We agreed that it will be useful to work on the scheduler. That will take some time as it is a fairly time consuming activity. Meanwhile, the use case can progress, assuming that at some point in the future we will have a relevant performance improvement. That improvement will not require any change in the application code.

Matteo Turilli · Answer 7 · Tue Jul 18 2023 05:31:27 GMT+0800 (China Standard Time)
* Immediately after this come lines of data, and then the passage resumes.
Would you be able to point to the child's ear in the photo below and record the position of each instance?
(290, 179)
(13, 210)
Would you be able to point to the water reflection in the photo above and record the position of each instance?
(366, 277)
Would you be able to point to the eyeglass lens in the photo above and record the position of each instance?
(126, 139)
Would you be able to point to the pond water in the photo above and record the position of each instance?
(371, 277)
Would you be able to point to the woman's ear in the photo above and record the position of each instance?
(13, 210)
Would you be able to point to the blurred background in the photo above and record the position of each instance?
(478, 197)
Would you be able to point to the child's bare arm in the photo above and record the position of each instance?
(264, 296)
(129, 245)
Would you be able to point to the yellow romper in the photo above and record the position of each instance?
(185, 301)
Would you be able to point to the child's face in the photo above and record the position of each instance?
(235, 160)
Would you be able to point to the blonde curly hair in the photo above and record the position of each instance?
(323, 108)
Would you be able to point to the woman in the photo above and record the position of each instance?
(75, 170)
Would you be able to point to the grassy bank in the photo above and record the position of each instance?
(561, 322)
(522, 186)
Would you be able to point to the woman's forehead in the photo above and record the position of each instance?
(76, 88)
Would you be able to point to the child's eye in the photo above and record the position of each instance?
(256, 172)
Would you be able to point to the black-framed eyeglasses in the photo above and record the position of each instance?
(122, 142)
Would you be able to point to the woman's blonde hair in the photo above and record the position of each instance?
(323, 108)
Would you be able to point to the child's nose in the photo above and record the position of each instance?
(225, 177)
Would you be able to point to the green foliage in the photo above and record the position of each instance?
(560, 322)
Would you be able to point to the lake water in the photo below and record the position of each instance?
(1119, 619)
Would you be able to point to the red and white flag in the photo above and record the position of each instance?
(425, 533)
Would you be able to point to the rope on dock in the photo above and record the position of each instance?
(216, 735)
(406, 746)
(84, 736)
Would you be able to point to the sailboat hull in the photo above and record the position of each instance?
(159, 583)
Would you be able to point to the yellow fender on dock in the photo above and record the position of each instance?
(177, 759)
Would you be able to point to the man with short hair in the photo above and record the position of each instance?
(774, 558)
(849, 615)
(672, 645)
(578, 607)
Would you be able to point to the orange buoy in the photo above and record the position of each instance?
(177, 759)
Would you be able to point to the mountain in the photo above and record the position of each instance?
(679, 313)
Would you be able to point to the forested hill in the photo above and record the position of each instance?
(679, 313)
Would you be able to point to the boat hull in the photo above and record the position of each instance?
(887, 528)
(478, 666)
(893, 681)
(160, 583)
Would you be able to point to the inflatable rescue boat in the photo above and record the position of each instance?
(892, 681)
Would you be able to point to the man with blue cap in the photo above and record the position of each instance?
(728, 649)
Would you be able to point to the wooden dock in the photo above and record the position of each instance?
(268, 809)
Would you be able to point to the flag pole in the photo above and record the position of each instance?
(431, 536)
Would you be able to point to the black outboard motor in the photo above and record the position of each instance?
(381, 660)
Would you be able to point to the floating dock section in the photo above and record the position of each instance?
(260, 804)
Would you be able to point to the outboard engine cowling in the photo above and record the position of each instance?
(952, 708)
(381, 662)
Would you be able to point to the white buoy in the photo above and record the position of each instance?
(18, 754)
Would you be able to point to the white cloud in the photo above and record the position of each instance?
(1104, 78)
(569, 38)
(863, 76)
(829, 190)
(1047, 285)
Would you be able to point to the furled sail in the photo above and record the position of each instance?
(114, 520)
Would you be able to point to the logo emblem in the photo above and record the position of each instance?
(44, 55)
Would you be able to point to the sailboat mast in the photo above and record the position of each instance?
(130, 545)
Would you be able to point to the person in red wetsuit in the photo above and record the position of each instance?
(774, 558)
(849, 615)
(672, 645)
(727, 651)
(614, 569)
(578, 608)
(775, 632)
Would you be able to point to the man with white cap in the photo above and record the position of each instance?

We started to work on this, opening a dedicated ticket on RP as this problem will be solved at that level.

Andre Merzky · Answer 8 · Wed Sep 06 2023 20:49:09 GMT+0800 (China Standard Time)

@GKNB :

We are still working on this. One problem we see right now is the lack of rankfilesupport in Polaris' mpiexec. without that support we cannot really enforce any layout determined by the scheduler, nor can we enact any specific layout provided by the end user. We are iterating with Polaris support on how to address this issue.